HASELBACH, Germany -- When U.S. Air Force Col. Tracy L. Popey and her family purchased their vacation home in the Bavarian village of Haselbach, they had no idea of the property's history. On Feb. 16, 1945, a B-24 Liberator bomber crashed here, killing seven of the nine crew members.
Now, 68 years later, Haselbach paid tribute to the U.S. Soldiers who lost their lives in the crash, dedicating a memorial on the property in a ceremony that brought eyewitnesses and surviving family members together, July 13.
Thirteen-year-old Alfons Deser was riding his bike nearby when the plane went down. He was the first person to reach the crash site, said Johann Sykora, mayor of Haselbach.
"It never went out of his head that seven Americans died here, and he wanted to do something," said Sykora.
"He (Deser) said that even though they had been enemies, they were still comrades in arms, and he wanted to honor them," added Popey.
Deser, now an 81-year-old stone mason, and his brother Leopold, donated their skills, time and materials to create the monument that bears the names of the seven men who died in the crash.
Popey said that the village of Haselbach had wanted to place the memorial on the site for some time, but the previous owners of the property were not interested.
"When they realized that Americans owned the property now, they thought maybe they should try again," said Popey, whose family quickly agreed to let the monument be erected on their land.
With the information provided through the village, including names of the Soldiers and the date of the crash, Popey was able to obtain the official Army report of the event, which eventually led to contact with many of the surviving family members of the bomber's crew.
Retired Army Lt. Col. Ed Sherwood's uncle, 2nd Lt. Leslie Peyton Turner, served as the navigator on the doomed flight, and Sherwood made the trip from Fayetteville, Ga., to take part in the ceremony.
On behalf of the surviving family members, Sherwood presented the village of Haselbach with a certificate of appreciation to honor their "kindness and remembrance."
In addition, Sherwood passed on a quilt created by Anne Richmond, the daughter of machine gunner Sgt.

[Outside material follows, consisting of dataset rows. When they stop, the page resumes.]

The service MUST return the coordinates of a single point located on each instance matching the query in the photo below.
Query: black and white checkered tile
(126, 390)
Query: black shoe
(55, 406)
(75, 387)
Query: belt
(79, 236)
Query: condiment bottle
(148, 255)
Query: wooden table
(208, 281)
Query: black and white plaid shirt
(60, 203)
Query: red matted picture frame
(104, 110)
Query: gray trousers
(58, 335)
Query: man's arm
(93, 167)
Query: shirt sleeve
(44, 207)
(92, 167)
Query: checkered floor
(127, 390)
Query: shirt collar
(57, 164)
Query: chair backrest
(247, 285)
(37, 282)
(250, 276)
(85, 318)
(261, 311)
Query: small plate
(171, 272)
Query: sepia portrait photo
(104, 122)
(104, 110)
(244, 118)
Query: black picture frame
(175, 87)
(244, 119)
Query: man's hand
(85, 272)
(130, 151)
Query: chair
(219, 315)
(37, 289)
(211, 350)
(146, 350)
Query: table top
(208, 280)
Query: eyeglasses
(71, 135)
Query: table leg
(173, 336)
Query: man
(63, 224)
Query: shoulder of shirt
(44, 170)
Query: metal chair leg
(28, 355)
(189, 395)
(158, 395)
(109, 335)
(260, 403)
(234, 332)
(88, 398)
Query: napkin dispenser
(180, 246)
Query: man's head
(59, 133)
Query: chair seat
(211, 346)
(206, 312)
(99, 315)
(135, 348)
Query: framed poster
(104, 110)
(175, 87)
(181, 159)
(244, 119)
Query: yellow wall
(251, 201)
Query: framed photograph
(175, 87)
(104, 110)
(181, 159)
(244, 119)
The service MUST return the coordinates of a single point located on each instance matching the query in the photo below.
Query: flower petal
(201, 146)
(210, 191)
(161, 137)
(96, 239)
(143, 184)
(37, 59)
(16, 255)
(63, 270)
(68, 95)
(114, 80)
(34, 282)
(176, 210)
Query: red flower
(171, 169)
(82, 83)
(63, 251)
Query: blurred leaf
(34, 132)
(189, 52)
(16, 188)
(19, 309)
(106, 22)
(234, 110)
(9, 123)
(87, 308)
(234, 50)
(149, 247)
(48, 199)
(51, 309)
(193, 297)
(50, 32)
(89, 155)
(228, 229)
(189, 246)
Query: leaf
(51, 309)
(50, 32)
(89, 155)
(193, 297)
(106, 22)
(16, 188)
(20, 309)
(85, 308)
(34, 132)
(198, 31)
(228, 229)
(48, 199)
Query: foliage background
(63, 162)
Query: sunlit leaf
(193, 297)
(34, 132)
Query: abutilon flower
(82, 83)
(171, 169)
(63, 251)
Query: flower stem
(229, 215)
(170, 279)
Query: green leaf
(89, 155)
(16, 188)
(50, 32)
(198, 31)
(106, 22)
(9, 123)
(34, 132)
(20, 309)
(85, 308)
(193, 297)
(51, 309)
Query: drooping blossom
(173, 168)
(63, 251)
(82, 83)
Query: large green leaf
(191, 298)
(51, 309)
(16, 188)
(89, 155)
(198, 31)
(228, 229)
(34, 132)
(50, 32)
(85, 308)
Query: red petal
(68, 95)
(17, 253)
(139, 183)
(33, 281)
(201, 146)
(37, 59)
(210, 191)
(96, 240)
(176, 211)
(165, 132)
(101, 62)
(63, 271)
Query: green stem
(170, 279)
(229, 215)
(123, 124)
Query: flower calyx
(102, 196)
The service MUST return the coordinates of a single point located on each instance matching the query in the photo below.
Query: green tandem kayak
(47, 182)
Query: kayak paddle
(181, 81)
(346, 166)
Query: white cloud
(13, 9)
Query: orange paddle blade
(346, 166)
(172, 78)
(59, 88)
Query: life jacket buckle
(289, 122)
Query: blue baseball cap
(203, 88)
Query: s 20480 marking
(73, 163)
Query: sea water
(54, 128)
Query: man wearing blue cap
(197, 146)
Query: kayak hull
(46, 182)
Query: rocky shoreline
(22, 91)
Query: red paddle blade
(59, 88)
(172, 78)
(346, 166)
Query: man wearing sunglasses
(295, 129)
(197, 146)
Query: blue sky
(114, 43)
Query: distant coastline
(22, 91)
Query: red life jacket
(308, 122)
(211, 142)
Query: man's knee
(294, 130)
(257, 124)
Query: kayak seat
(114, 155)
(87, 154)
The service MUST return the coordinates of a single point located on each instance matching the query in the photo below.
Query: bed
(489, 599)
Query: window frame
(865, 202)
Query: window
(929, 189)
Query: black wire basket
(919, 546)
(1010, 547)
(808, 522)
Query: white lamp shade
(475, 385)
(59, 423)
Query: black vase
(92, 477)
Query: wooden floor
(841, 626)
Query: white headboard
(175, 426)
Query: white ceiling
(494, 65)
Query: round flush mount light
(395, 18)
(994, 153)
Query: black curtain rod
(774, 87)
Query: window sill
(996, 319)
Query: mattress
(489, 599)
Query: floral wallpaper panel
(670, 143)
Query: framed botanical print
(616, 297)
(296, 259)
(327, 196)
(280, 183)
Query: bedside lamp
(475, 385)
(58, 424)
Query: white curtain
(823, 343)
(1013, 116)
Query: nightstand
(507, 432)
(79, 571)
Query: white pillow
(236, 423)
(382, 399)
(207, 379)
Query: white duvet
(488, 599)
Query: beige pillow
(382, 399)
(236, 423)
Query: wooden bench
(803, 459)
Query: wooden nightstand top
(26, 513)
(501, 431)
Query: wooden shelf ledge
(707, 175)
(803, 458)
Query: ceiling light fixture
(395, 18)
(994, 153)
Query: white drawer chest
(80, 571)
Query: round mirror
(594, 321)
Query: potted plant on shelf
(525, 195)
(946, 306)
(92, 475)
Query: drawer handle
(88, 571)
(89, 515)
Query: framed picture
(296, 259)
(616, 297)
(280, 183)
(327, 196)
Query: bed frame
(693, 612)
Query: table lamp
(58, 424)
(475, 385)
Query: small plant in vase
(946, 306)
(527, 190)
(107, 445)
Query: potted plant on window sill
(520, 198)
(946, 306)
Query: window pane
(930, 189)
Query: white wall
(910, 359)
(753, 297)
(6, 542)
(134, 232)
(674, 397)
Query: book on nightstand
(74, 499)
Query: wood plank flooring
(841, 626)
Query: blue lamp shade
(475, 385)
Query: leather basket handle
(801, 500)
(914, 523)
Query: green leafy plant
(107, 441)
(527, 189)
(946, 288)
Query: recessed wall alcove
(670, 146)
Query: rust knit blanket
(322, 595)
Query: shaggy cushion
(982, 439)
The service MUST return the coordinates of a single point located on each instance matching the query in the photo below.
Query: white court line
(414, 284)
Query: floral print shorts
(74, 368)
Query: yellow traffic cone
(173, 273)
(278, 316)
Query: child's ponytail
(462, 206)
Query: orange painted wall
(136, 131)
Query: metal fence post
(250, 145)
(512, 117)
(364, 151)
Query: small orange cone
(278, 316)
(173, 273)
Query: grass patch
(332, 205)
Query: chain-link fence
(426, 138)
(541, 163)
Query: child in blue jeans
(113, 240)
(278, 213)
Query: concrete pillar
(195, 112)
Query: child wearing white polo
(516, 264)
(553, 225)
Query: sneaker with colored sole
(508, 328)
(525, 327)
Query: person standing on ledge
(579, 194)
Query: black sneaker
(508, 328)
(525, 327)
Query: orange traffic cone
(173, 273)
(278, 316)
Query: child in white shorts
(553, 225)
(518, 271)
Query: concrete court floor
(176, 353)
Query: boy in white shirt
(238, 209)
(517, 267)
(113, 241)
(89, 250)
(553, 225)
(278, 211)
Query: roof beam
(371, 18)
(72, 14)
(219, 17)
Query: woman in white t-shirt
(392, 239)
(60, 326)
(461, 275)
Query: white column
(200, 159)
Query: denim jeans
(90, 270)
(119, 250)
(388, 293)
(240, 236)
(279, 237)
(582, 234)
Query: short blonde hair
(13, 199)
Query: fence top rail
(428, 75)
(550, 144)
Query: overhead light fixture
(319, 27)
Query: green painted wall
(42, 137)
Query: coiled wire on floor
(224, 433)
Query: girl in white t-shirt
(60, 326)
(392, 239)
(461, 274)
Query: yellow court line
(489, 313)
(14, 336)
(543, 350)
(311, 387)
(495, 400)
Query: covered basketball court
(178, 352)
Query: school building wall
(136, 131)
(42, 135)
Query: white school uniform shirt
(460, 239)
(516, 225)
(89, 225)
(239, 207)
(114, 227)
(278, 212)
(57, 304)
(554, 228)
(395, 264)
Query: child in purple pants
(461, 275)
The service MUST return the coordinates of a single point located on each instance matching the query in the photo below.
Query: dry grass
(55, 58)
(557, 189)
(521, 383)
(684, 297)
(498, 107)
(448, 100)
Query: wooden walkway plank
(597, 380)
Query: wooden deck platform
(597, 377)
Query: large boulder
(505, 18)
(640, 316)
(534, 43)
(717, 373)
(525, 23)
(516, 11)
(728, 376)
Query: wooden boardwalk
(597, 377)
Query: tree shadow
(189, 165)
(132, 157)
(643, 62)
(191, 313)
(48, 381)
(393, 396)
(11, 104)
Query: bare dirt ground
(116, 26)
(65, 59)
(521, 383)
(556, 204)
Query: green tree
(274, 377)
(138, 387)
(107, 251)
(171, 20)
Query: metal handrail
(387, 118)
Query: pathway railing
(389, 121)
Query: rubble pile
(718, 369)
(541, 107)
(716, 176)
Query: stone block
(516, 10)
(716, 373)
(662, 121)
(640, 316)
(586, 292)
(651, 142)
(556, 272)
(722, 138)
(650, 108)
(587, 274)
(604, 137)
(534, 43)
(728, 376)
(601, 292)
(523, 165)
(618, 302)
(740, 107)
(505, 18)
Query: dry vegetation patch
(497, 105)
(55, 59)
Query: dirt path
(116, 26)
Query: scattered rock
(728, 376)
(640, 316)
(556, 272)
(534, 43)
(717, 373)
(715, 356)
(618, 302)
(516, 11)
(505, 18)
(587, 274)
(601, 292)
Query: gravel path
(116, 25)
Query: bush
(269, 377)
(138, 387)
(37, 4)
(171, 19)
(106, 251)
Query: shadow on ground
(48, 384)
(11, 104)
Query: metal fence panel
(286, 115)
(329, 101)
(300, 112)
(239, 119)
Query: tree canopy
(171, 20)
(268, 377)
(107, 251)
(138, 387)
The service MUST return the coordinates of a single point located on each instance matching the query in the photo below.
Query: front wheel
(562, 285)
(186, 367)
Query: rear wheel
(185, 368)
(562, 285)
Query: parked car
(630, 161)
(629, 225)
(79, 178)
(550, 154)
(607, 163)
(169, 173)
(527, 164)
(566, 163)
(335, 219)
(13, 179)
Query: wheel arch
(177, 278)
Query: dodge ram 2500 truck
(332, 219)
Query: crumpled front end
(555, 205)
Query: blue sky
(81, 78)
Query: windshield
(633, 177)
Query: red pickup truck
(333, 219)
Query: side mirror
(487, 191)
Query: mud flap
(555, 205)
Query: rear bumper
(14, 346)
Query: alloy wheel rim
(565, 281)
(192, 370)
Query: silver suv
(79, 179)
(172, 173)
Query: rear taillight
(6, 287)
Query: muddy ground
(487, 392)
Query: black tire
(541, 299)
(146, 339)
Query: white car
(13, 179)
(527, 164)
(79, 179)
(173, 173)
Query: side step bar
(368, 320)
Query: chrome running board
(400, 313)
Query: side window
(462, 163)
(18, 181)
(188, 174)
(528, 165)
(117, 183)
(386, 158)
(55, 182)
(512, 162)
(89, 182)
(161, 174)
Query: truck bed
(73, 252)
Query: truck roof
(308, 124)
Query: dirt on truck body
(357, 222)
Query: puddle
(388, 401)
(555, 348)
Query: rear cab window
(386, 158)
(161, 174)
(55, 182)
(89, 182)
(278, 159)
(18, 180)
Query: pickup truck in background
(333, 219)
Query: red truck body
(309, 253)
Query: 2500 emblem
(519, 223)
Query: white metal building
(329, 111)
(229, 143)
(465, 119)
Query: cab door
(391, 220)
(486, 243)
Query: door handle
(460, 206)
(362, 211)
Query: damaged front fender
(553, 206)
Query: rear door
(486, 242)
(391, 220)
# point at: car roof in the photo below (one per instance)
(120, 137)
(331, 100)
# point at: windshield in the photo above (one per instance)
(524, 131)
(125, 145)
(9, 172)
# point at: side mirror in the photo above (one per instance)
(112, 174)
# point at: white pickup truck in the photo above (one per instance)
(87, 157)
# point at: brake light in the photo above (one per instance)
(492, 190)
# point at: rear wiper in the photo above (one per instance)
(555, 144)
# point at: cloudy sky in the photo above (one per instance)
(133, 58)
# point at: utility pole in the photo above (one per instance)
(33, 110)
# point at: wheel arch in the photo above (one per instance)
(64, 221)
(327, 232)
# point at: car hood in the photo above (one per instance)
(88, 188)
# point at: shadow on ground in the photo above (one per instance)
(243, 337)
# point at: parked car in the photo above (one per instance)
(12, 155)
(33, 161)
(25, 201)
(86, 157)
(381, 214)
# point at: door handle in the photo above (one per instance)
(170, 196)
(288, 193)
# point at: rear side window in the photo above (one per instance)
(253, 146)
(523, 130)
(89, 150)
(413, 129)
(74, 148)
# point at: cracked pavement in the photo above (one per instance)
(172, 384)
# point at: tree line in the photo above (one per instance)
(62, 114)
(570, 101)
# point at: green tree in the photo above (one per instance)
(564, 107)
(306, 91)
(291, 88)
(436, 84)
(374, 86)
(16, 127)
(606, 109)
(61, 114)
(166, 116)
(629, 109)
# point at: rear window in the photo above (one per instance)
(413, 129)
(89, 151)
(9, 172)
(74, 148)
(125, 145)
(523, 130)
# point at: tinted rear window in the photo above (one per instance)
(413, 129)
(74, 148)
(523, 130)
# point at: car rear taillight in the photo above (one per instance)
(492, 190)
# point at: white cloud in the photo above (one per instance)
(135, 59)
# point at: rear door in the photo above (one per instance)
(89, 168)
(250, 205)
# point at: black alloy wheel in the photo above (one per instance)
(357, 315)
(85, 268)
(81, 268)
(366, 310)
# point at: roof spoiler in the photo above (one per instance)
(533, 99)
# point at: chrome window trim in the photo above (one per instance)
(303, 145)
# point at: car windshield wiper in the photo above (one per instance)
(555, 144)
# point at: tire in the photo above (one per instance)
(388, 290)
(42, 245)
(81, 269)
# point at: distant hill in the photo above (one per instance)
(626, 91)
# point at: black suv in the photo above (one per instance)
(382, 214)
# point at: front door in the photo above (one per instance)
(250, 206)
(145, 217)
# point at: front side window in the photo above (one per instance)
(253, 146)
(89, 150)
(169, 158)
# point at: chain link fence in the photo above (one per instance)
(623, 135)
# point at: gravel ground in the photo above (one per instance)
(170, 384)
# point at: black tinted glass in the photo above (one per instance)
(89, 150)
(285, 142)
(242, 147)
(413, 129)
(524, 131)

Al Honey, who survived the crash. The quilt featured photos of the deceased, as well as letters and remembrances celebrating their lives.
"It so exceeded what we thought we'd be doing," Sherwood said. "I thought there'd be a small group, maybe a dozen or so."
Instead, the dedication included a color guard from Landstuhl, the U.S. Army Garrison Hohenfels garrison commander and command sergeant major, the local firefighter and police units, an eight-piece band, and dozens of Haselbach citizens, many of them eyewitnesses to the crash.
"It's amazing that 68 years later we can find so many people who have a direct connection to the event itself," said Popey.
Hearing the firsthand accounts was one of the highlights of the evening for Gerry Brown, whose father, Staff Sgt. Owrie Brown, was the flight engineer and the other survivor. Both survivors were blown from the plane and managed to deploy their parachutes.
"My father never talked about the war except in little bursts," Brown said, adding that he spoke to a Haselbach resident who remembered details of Owrie Brown's capture by German troops after the crash.
"This is the defining moment of my life," Brown said.
Throughout the dedication, the friendship and camaraderie between the Germans and the Americans as they honored fallen warriors together was evident as many were moved to tears.
"Over the last few days, I've gotten to talk to a number of older Germans who either took part in the war or were witnesses here," said Popey's husband, Bob. "To them, I think that this event has really been a form of healing."
"We are honored that we can have even a small part in bringing it about," he added.